How to store historical utility billing data (actual and estimated)

I am trying to figure out a way to store historical utility bill data in home assistant. I have the bill estimating logic set up and working very well, but I need to store historical data to compare to the actual bills.

It would also be great to be able to store, view and use the historical bill data. For the moment, I have 4 bills per utility being saved and referenced.

  • current month’s bill (estimated)
  • previous month’s bill (estimated)
  • 2 months previous bill (estimated)
  • actual latest bill data from retailer (manually entered)

I am wondering if there is something simple I can do with available core or add-on stuff to store the billing data or if I need to look into creating something new.

Here’s a screenshot of my billing dashboard to get a feel of the data. The last bill template is how I would like to store the data, so the line items match to my actual bill.

Home Assistant is great at running a state-model of entities from various integrations, and these can be used to easily create dashboards and automations based on state values and change events. What HA is not designed to do is store ‘user-data’ ad hoc. This means that reporting, summarizing or analysing the (long-term) historic entity-state is not a simple task.

I run HA for monitoring of my Solar PV system, and also pull in my energy use and billing consumption data from my UK utility company. I use historical utility billing data in several different ways, including composing historic billing information.

There are a couple of ways to approach getting at historical data. Since HA does not keep user-data, other than permitting input_entities which are auto-restored after restarts, any historical data older than the default 10-day window has to either come from the long-term statistics, or has to be stored independently to HA.

Long-term statistics
These are hourly samples of entity state values, saved together with appropriate statistical values (sum, average, min, max etc) and this data lasts forever. The downside is that not all entities are saved, no attribute data is saved, and you need to perform SQL enquiries on the long-term stats table directly so as to get data back. It does have the advantage of not requiring any other data storage.

HA has an SQL integration, which adds an entity based on an SQL query. As long as you can write the necessary query to return just one value, it works. Here I am computing the total (electrical) energy cost for the past week, taken from long-term data.

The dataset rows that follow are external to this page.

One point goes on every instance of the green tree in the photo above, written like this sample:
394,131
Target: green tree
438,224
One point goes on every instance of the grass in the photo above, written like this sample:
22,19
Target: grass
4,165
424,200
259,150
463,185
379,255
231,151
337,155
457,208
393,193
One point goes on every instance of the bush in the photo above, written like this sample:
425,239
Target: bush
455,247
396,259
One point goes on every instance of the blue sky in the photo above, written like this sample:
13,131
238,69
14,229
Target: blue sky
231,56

It is just a case of adding the SQL (sensor) integration and adding the SQL required.

SELECT SUM(state) AS total FROM
(SELECT id, state, udate FROM
    (SELECT metadata_id AS id, state, date(created_ts, "unixepoch") AS udate, time(created_ts, "unixepoch") AS utime
    FROM "statistics"
    WHERE metadata_id = 115 AND unixepoch()-created_ts < 86400 * 7 AND utime > "20" AND utime < "23"
    ORDER BY udate, utime DESC)
GROUP BY udate)

This is pulled from the HA statistics table, which uses ‘metadata_id’ as a reference for the entity, and this entity to metadata_id mapping can easily be read from the statistics_meta table by inspection.

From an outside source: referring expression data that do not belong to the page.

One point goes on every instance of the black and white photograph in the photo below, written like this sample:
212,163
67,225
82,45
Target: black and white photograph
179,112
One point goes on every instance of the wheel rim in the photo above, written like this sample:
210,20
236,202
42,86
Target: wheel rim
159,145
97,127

The SQLite Web add-on makes access to the standard HA database very easy (just don’t edit the tables or contents!)

If you are happy to experiment, you may well find that you can create a new SQL entity value for each field (historic value) you want, each being taken from the long-term history of the relevant ‘bill estimate’ sensor you already have.

Own database
Since HA is not intended for user data storage, you have to go off piste for this one, although it is actually easier to do than should be admitted to.

Using the main HA database by adding additional tables is clearly risky, so I went down the route of purchasing a second HA machine (can’t break my main machine), setting up MariaDB (can’t break SQLite), and using Node-RED to collate a set of entity values each hour, which is pulled from the main machine to the second machine, and then stored in the DB every 24 hours. I now have 580+ days worth of hourly records for Solar PV, battery, grid and load energy use, together with battery SOC, solar PV forecast, weather, electricity energy tariff (agile) costs and utility energy consumption. This still requires SQL to extract and build the information I want, but with Node-RED I can generate tables of data and use it as I wish.

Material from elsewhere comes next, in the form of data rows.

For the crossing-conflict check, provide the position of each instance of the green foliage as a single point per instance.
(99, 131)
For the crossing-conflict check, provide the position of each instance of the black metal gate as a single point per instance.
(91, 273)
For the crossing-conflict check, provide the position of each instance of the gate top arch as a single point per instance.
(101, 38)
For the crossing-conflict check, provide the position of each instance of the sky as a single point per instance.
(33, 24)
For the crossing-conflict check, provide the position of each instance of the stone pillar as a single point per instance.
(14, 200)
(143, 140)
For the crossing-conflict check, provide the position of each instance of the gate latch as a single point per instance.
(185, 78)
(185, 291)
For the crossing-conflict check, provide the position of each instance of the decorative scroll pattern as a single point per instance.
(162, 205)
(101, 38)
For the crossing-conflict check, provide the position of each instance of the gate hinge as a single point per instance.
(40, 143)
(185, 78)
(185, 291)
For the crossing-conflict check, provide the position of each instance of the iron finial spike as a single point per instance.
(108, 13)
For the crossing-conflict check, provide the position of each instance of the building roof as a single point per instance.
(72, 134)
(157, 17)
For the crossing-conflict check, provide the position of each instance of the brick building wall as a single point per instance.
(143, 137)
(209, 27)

MariaDB comes as an HA add-on and can be run additionally and entirely separately to the standard SQLite setup. The phpMyAdmin add-on works like SQLite Web but for MariaDB, so I created and maintain the database tables manually using that.

Node-RED, although not as popular as templating, is easy enough to use with the mysql node set. Since MariaDB is server based rather than direct file access (SQLite) off-machine access is also possible.

I hope this helps!

That’s great advice. I’ve been thinking of using mqtt, storing the data in a sqlite db to start (can use sqlalchemy and db drivers for other db set ups) and using a Hass action to enter/retrieve data. I haven’t learned JS, so I can’t make a nice little add-on to display this data nicely (was thinking of using an image of my bill as a background to display the data on, just programmatically adding line items for display)

I think just having access to read/write data will suffice for a start. You’re right that it’s hard to work with historical data like this in Hass, having access to the billing data (estimated and actual) is crucial for dialing in energy usage and should, imo, be a core integration. Adding supplemental data (like weather forecasts, tarrifs, PV, etc) is critical as well (I’ve recently been tracking weather temp Delta, RH and pressure to see how much of an effect it has on heating/cooling energy)

I haven’t worked with custom actions yet, but I do have experience making mqtt add-ons for Hass. So hopefully this idea has some fruit to bear soon.

I am also working on an mqtt add-on that pulls data from my provincial energy operator to keep an eye on the grid, let me know if load shedding is required and when grid alerts are broadcast.

I haven’t used node red yet, so am unsure of how to use it to display or categorize the data. I’m still in the thinking about/planning phase of this project and am looking for ideas like you have supplied. Eventually I would like to share the project with the community so they can also store energy data.